Debit vs Credit

Debits and credits form the core of a process called double-entry accounting. Every debit is an expenditure, while every credit is a gain. Although it’s a little bit more complicated than that in practice, that forms the base of the differences of debit vs credit.

Debit

A debit is any transaction or amount that is withdrawn from the company’s balance sheet. It’s easy to remember all of the different types of debit using the mnemonic device DEAL: Draws, Expenses, Assets, and Losses. Draws are any cash that comes out of the business, for example petty cash. Expenses are any static expenditure of money, like rent and payroll. Assets are when a company spends money to buy real property. And losses are when a business loses money for any other reason.

Credit

Credits are any transaction that results in incoming cash. The mnemonic acronym that accountants use to remember what a credit is is GIRLS: Gains, Income, Revenues, Liabilities, and Shareholders’ equity. Gains refers to share price gains that the company makes. Income is any other cash that comes into the business which isn’t gains or revenues. Revenues are cash that the business takes in in exchange for goods or services rendered. Liabilities are any amount that the business owes to outside forces, like a loan from a bank. And shareholders’ equity is money put into the business, either by shareholders or the stakeholders in the company.

Double-Entry Accounting

Although double-entry accounting is too large of a subject to get into in-depth in this article, it needs to at least be mentioned when you’re dealing with debit vs credit. In double-entry accounting, a transaction can be one or the other — debit or credit — and often it’s both. For instance, when a company borrows money from a bank it’s entered into two accounts. It’s a credit in the Cash account and a debit in the Notes Payable account.

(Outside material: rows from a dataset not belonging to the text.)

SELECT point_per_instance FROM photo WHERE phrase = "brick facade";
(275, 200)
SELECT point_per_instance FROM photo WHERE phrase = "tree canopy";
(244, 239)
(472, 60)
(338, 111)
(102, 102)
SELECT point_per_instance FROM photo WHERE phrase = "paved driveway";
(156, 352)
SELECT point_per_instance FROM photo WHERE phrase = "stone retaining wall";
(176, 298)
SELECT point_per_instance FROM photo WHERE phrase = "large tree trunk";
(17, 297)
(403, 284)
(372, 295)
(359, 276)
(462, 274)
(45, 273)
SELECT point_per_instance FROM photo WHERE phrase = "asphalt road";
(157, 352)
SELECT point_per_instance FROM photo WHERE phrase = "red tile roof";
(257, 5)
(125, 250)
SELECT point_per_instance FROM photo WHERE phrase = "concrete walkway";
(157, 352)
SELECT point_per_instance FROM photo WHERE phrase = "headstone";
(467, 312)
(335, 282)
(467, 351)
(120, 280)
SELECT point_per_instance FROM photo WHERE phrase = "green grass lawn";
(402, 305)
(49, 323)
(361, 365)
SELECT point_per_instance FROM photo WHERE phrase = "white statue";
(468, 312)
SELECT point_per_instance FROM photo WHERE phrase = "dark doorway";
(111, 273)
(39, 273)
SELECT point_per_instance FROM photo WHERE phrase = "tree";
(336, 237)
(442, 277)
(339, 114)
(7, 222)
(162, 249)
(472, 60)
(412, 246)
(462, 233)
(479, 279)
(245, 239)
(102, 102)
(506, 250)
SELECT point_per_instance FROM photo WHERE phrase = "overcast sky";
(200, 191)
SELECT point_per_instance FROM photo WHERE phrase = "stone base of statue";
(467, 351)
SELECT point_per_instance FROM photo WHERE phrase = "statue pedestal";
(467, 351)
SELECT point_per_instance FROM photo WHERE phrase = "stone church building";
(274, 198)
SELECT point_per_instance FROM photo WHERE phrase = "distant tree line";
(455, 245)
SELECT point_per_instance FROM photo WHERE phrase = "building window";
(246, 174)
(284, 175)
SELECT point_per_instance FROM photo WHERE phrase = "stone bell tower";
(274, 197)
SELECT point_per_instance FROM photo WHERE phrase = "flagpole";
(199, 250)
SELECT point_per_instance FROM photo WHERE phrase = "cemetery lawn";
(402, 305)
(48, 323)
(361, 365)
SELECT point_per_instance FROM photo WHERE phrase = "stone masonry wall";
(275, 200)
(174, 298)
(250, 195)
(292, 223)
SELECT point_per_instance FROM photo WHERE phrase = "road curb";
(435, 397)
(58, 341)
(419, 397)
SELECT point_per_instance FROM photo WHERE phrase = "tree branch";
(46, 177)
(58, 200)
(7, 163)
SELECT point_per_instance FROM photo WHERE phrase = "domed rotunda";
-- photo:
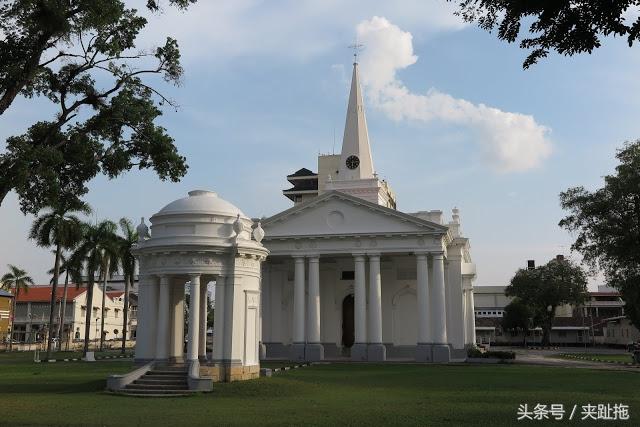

In this way, debits and credits form the core of double-entry accounting, which is the system that most businesses use. Debits are entered on the left of the balance sheet, while credits are entered on the right-hand side.

Debit vs Credit

When it comes to debit vs credit, it’s easy to tell the difference if you remember the mnemonic acronyms GIRLS for credits and DEAL for debits. Although there are a few tricky areas, like the fact that loans are handled as credits, double-entry accounting makes short work of that problem by adding each line item as a credit in one account and a debit in the other.

As long as you keep the mnemonics in mind, and trust in the process of double-entry accounting, you’ll be able to tell credits from debits apart easily on your balance sheet. It’s also important to keep in mind that not all credits are good, and not all debits are bad — the system is more complex than that. Still, if you keep your eye on the numbers and keep a few simple rules in mind, you won’t have any problem telling the difference between debit vs credit.